Faut-il en conclure alors que nous devenons plus intelligent émotionnellement ? Cela se peut. En tout cas, nous sommes nécessairement plus à même de saisir avec un surcroît de finesse certaines composantes de l’être humain. Son âme peut-être, son cœur sans doute….
S’enrichir mutuellement
Pour ma part, je pense que cette intelligence se développe davantage lorsque nous échangeons ensuite avec d’autres lecteurs et que nous confrontons nos points de vue. Si ceux-ci ne sont pas parfaitement identiques, il devient passionnant d’activer notre intelligence d’une part pour trouver une argumentation solide et cohérente et d’autre part pour entendre un aspect autre. De cette confrontation émerge quelque chose d’enrichi.

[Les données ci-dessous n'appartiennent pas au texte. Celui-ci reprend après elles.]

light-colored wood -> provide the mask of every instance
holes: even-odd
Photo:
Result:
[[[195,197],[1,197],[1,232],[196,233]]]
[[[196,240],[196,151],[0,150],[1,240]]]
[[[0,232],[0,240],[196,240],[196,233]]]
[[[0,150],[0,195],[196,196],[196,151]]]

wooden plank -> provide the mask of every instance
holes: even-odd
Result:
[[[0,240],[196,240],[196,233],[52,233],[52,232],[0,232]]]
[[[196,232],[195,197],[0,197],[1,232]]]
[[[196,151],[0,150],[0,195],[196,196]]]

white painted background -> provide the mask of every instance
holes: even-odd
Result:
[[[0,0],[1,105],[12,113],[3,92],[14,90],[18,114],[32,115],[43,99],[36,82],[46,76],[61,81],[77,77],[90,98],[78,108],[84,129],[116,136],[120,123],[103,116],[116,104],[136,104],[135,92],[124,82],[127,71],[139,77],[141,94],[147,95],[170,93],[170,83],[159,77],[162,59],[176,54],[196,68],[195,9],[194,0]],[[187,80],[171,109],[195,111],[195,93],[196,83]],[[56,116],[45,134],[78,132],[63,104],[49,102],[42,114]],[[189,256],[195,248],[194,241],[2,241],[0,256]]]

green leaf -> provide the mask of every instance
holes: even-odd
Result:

Enfin, il est évident que la lecture accroit notre culture et le livre est un outil merveilleux pour avoir accès à la pensée de quelqu’un d’autre. Songeons simplement qu’une personne, que nous ne pourrions rencontrer, a pris le temps de réfléchir en profondeur sur un sujet donné et, grâce au livre, nous pouvons alors profiter de toute cette réflexion. C’est là une fabuleuse définition de ce qu’est le partage ! Ce simple fait me parait tellement important, pour notre propre réflexion et notre propre évolution, voire notre enrichissement personnel (au-delà même du caractère « évasion » ou « délassement » de la lecture) que je ne parviens pas à comprendre comment certains estiment la lecture ennuyeuse ou inutile.

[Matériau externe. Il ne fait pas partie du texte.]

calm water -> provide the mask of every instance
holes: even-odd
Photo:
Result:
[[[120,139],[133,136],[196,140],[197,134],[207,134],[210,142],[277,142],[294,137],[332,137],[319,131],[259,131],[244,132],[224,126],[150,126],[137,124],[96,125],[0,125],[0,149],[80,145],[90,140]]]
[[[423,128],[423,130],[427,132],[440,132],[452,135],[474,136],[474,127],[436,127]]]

Cela tient sans doute au fait que nous sommes 7 milliards sur terre et qu’il existe 7 milliards manières différentes d’envisager le monde !
Alors, que répondre à la question initiale de savoir si lire rend plus intelligent ? Il est évident que cet acte accroît nos capacités et participe à un élargissement de notre champ de connaissances et de notre vision tout en nous procurant du plaisir. Ce n’est pas si mal ! Quittons-nous alors sur cette belle phrase de Jack London, emplie de promesses et de richesses : « Sur les rayons des bibliothèques, je vis un monde surgir de l’horizon ».